Pandemi sonrası, işçi çıkarma yasağı kalkınca üç kişiden birisi işsizdir.
İşsizlik aynı zamanda sosyal problemdir.
İşsiz kalanlar, özgüvenini kaybeder. Kendilerini toplumdan dışlanmış hisseder ve topluma uyum sağlayamazlar.
İşsiz kalanlar, yoksullaşırlar.
İşsiz kalanlar, topluma ve kurumlara karşı tepkilidir. İşsizlik artar ve uzarsa tehdide dönüşür.

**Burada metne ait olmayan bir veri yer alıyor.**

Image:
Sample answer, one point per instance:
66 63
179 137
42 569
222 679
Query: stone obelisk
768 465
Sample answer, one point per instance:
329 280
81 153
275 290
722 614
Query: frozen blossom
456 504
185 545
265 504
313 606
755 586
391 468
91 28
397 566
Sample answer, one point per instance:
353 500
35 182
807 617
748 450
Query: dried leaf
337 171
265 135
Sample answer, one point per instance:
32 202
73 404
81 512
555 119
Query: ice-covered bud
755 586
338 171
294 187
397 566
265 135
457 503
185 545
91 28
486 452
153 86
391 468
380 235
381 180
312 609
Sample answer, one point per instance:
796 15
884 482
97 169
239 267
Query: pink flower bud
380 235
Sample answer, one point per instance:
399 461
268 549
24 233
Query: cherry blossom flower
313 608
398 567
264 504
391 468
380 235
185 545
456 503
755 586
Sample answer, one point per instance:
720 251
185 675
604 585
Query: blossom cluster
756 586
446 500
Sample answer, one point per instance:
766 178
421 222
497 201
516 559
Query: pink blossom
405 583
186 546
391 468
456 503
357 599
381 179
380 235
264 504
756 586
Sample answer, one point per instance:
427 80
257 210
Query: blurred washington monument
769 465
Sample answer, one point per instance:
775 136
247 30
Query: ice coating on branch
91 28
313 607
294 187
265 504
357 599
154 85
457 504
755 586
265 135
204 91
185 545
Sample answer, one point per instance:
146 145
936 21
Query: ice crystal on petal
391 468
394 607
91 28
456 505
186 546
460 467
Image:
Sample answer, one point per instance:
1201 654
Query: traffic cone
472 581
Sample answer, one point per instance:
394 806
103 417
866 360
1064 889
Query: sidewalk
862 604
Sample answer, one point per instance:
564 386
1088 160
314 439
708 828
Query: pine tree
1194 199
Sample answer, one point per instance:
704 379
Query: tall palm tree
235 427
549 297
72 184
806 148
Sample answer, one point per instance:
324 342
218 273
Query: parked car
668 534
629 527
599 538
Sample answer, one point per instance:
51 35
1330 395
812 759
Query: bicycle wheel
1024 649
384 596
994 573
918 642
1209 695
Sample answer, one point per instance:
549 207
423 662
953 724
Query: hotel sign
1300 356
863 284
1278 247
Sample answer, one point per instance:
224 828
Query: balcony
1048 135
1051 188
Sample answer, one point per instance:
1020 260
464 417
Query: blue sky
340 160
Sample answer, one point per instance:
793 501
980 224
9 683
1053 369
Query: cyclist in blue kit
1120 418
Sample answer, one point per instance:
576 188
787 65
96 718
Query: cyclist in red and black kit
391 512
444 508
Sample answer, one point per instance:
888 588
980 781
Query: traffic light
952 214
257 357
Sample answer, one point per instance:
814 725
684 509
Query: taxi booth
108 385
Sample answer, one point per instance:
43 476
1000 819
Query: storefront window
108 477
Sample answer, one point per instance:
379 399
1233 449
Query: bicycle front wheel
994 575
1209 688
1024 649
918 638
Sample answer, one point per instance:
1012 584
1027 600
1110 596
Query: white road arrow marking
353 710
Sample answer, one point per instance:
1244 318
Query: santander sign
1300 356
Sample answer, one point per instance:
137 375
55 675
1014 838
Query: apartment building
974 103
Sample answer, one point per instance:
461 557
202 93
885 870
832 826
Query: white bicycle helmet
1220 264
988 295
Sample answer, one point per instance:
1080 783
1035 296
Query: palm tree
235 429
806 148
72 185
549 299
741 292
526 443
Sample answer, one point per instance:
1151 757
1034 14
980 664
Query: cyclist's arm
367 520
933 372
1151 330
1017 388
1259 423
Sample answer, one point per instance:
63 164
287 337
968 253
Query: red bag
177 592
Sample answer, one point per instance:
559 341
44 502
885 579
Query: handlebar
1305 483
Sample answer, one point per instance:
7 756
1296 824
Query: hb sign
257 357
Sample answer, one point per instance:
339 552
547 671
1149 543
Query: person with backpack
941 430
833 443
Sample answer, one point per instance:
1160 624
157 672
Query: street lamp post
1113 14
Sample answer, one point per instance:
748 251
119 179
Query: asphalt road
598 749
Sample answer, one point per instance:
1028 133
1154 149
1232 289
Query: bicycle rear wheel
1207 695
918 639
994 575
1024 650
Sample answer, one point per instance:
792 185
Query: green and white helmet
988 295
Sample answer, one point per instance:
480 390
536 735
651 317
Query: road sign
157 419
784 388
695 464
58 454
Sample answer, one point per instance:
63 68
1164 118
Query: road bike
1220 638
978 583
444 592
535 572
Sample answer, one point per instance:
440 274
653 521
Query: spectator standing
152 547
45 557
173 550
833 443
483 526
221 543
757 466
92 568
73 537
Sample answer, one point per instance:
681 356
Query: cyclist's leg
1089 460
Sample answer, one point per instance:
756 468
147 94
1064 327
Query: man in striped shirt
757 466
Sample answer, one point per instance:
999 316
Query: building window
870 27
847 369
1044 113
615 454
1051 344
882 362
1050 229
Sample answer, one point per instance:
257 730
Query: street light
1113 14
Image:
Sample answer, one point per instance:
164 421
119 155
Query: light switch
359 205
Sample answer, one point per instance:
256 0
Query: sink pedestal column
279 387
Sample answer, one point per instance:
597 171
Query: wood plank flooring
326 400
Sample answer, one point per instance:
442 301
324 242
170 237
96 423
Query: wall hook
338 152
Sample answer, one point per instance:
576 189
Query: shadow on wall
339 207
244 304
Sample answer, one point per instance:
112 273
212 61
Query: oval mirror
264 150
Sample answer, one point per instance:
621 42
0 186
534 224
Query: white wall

İşsiz kalanlarda aile ilişkileri bozulur. Boşanmalar artar.
İşsiz genç, her türlü ideolojik tuzağa düşmeye zorlanmış olur.
Özetle işsizlik, sosyal huzur ve beka için en büyük tehdittir.
İktidar iş adamlarına ''birer işçi alsanız işsizlik çözülür'' diyecek kadar istihdam gerçeğinden uzaktır. Gerçekte de bugüne kadar iktidarın bir istihdam politikası olmadı.
İktidar; işsizlik verilerini gözden kaçıracak çabayı ve zamanı istihdam politikası için ayırsa topluma daha yararlı olur ve hem de akıllıca iş yapmış olur.